Le 29 août 2019 un incendie a détruit une partie du site. Toujours en travaux, l’activité avait pu reprendre partiellement. "Le carnet de commandes se remplit bien, pas de souci là-dessus", estime Xavier Peloso, délégué syndical CGT, et secrétaire du Comité Social et Economique (CSE) de Bouzonville. Mais l’actionnaire majoritaire de Yantai Taihai Group, le fond d’investissements lui aussi chinois CAM SPC a épuisé la trésorerie.

Repreneur

Selon nos informations, c’est le français Set Forg Hot Formers, sauveur il y a quelques années du site des forges d’Hagondange (l’ancienne SAFE, Société des Aciers Fins de l'Est), qui est sur les rangs pour reprendre le site Manoir Industries de Bouzonville.
"Ils connaissent le site, les négociations étaient bien avancées, ils avaient même accès  à la data room (l’ensemble des données économiques et financières de l’entreprise)", confirme Xavier Peloso.

Le site de Bouzonville emploie 170 personnes dans sa forge.
Le site de Bouzonville emploie 170 personnes dans sa forge. © France 3 Lorraine

François Boucherat, directeur commercial de la holding Farinia, propriétaire de Set Forge, confirme l’intérêt pour le site de Bouzonville: "ils sont complémentaires avec nos activités actuelles, qui sont au 2/3 dans la production de pièces pour l’automobile".
L’industriel motive sa volonté "par notre capacité déjà prouvée à racheter des entreprises en difficulté et à les remettre sur les rails. Nous étions les seuls à vouloir racheter la SAFE, nous l’avons redressée et aujourd’hui nous avons beaucoup plus de clients et de débouchés qu’à la reprise". Le groupe français emploie aujourd’hui près d’un millier de salariés sur neuf usines de forge.

Emploi

Pourquoi ne pas avoir acheté le site avant ? Peut-être parce que le redressement judiciaire va permettre à Set Forge Hot Formers, qui fait partie du groupe industriel français Farinia, de reprendre à ses conditions. Traduction : sans le passif, et avec la possibilité de supprimer éventuellement des emplois.

"Evidemment, on craint pour l’emploi" explique Xavier Peloso, car "le futur repreneur ne gardera pas tout le monde, c’est une quasi-certitude".
Le délégué syndical estime que la reprise pourrait entraîner la suppression d’une partie des personnels des fonctions  support (comptabilité, paie, etc.), dont l’activité pourrait être assurée au siège du futur repreneur. Plus inquiétant, il craint également pour le personnel de production: "tout dépend de la politique industrielle de notre nouveau propriétaire… Si la deuxième ligne d’estampage ne redémarre pas, il y a à craindre des suppressions d’emploi sur cette outil".

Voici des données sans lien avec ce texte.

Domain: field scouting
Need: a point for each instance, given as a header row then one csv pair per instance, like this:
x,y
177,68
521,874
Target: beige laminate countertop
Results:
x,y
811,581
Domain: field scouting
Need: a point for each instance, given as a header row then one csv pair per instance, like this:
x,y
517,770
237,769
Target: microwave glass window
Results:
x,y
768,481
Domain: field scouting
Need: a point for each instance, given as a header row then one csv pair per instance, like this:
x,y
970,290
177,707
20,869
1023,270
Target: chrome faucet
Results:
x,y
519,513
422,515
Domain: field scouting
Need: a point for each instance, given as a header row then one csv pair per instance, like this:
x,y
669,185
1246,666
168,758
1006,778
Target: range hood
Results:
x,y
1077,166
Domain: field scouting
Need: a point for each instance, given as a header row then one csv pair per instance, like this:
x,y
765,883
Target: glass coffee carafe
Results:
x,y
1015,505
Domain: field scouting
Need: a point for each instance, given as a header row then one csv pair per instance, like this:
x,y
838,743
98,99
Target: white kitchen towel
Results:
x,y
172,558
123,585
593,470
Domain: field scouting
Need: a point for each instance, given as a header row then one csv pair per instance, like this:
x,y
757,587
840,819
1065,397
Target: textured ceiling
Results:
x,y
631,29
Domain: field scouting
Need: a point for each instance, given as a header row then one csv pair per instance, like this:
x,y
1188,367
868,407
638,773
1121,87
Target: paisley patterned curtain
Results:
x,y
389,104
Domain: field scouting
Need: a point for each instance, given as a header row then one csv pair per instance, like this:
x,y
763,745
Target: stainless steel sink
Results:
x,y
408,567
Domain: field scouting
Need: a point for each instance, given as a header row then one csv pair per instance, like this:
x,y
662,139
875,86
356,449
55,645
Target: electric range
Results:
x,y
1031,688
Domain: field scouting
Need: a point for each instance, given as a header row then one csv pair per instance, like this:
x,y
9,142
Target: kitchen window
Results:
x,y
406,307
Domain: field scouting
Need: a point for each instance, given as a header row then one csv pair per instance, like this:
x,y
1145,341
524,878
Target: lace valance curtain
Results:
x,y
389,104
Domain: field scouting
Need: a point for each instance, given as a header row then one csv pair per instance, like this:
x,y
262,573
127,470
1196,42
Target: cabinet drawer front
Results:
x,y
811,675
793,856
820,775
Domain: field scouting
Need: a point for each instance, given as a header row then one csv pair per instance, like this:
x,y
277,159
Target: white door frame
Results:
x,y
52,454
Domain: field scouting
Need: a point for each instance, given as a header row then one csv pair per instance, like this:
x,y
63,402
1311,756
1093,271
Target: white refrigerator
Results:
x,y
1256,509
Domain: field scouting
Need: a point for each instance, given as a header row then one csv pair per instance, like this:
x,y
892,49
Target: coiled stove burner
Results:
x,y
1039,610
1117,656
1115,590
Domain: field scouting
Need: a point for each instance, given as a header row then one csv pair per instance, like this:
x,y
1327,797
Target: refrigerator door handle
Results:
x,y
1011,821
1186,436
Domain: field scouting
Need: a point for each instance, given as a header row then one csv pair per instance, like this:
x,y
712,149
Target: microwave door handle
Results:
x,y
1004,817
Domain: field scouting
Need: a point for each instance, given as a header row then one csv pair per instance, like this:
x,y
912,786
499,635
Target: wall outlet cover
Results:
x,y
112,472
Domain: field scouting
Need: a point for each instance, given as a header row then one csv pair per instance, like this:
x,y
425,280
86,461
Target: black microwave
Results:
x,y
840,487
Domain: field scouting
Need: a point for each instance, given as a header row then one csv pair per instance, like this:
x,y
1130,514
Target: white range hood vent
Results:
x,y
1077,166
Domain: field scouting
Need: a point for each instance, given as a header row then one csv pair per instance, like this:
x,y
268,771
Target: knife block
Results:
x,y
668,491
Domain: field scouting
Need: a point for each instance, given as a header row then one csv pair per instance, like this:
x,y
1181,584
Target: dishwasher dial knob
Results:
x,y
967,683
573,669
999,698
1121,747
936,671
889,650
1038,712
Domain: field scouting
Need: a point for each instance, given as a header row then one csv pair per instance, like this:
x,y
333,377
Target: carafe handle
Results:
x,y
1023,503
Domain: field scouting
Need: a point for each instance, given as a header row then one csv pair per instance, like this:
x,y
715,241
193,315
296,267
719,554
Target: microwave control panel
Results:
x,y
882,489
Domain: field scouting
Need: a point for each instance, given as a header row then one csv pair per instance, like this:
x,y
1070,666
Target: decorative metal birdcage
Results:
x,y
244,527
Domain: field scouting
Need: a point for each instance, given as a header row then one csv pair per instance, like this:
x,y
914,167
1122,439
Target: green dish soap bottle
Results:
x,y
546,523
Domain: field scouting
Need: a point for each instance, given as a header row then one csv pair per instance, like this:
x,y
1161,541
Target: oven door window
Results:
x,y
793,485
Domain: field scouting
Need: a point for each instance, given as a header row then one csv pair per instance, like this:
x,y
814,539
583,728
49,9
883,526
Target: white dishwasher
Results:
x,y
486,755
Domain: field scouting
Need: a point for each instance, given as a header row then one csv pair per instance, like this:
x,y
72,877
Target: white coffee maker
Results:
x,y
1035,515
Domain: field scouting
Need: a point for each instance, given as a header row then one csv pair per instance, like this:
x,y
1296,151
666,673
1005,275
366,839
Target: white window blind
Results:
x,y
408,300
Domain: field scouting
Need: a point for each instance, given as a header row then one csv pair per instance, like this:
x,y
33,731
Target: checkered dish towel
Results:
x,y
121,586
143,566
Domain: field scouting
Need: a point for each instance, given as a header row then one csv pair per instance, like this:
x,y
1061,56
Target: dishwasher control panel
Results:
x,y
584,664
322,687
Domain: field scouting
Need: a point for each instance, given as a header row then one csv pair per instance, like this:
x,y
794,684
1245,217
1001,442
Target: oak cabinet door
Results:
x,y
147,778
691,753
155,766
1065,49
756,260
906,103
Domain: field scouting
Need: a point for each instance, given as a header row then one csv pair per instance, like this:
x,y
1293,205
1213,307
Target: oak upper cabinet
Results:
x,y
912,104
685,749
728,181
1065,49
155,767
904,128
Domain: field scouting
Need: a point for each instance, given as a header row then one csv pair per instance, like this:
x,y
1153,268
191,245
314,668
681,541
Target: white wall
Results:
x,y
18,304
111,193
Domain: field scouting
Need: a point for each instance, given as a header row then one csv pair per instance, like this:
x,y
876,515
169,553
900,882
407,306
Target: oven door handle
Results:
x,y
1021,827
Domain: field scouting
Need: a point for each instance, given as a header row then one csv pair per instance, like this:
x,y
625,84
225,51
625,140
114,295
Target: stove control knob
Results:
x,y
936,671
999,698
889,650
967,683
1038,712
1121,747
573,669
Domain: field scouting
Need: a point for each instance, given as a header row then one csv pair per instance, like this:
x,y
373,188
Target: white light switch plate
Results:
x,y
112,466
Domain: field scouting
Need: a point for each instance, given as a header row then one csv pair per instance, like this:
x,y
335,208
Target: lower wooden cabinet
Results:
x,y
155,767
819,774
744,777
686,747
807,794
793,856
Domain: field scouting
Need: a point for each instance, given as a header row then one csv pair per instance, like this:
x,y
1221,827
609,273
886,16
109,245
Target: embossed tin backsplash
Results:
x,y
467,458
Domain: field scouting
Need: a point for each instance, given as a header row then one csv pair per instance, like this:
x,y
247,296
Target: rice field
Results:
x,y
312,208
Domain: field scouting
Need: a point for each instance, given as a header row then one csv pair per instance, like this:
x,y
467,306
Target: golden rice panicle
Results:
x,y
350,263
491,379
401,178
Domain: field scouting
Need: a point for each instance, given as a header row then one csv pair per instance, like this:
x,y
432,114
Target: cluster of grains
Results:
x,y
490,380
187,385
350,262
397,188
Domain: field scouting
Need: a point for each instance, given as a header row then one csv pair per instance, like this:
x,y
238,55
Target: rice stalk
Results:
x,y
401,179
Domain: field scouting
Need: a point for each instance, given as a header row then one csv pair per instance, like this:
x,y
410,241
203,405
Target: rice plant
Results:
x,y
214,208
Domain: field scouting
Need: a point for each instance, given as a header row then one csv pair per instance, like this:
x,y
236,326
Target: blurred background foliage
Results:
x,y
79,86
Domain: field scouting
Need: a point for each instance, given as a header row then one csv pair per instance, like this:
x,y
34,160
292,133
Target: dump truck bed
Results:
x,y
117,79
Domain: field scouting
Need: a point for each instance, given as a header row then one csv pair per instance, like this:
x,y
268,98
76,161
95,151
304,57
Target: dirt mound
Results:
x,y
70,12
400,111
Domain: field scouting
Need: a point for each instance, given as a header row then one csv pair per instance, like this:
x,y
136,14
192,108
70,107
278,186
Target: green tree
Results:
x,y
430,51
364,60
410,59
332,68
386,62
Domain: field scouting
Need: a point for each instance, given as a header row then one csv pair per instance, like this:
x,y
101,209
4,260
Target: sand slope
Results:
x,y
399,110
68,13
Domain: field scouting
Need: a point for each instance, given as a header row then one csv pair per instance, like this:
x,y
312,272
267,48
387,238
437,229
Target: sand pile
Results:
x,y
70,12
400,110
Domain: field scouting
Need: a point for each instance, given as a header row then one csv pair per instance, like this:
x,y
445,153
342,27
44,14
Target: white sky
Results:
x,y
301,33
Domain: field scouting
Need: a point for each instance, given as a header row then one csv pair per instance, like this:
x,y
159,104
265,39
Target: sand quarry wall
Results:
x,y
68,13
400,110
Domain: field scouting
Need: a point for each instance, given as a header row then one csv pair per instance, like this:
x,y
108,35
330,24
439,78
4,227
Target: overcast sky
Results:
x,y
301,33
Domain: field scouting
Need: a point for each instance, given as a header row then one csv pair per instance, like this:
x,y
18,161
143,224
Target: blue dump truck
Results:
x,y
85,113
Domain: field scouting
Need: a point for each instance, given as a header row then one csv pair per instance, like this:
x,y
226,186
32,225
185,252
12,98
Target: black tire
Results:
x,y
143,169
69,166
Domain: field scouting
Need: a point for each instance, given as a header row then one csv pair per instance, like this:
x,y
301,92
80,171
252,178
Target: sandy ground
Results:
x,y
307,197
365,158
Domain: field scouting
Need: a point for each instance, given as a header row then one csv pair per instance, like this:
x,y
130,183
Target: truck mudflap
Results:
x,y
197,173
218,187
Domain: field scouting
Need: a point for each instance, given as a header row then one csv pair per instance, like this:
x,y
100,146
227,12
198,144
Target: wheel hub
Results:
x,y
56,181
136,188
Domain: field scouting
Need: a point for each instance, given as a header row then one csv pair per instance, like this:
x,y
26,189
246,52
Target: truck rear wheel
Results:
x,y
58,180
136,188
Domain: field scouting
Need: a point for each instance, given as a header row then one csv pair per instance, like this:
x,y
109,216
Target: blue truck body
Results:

François Boucherat ne cache pas "qu’au moment d’une reprise, il y a toujours deux ou trois ans difficiles. Mais nous venons avec la volonté et les ressources d’un groupe français, qui possède des compétences accrues, dans la recherche, le développement, le réseau commercial". Le retour d'une partie de Manoir Industries sous pavillon tricolore a les faveurs de l'Etat.

Le précédent de Custines

En 2015, le groupe Manoir Industries avait lâché son site de Custines. En redressement puis en liquidation, le site avait finalement été sauvé in extremis le jour de la liquidation par un autre groupe français, Le Bronze Alloys, après un projet de reprise par les salariés en SCOP (société coopérative ouvrière de production). Les forges de Custines, qui produisent des pièces estampées pour l'armement notamment, sont reparties de plus belles. Après une période difficile, pendant laquelle il a fallu retrouver la confiance des clients, renouveler les certifications et les homologations perdues, le site est aujourd'hui pérenne. Mais la reprise ne s'est pas faite sans casse sociale : sur les 130 salariés de Manoir Industries à Custines, le repreneur n'en a gardé qu'une quarantaine, soit moins d'un tiers. Juste sous la barre des 49 salariés, qui obligeait l'entreprise à mettre en place un Conseil d'entreprise (CE), un comité d'hygiène, de sécurité et des conditions de travail (CHSCT)... remplacés depuis par la création d'un Comité Social et Economique, qui s'impose depuis le 1er 2018 désormais à toutes les entreprises de plus de 10 salariés.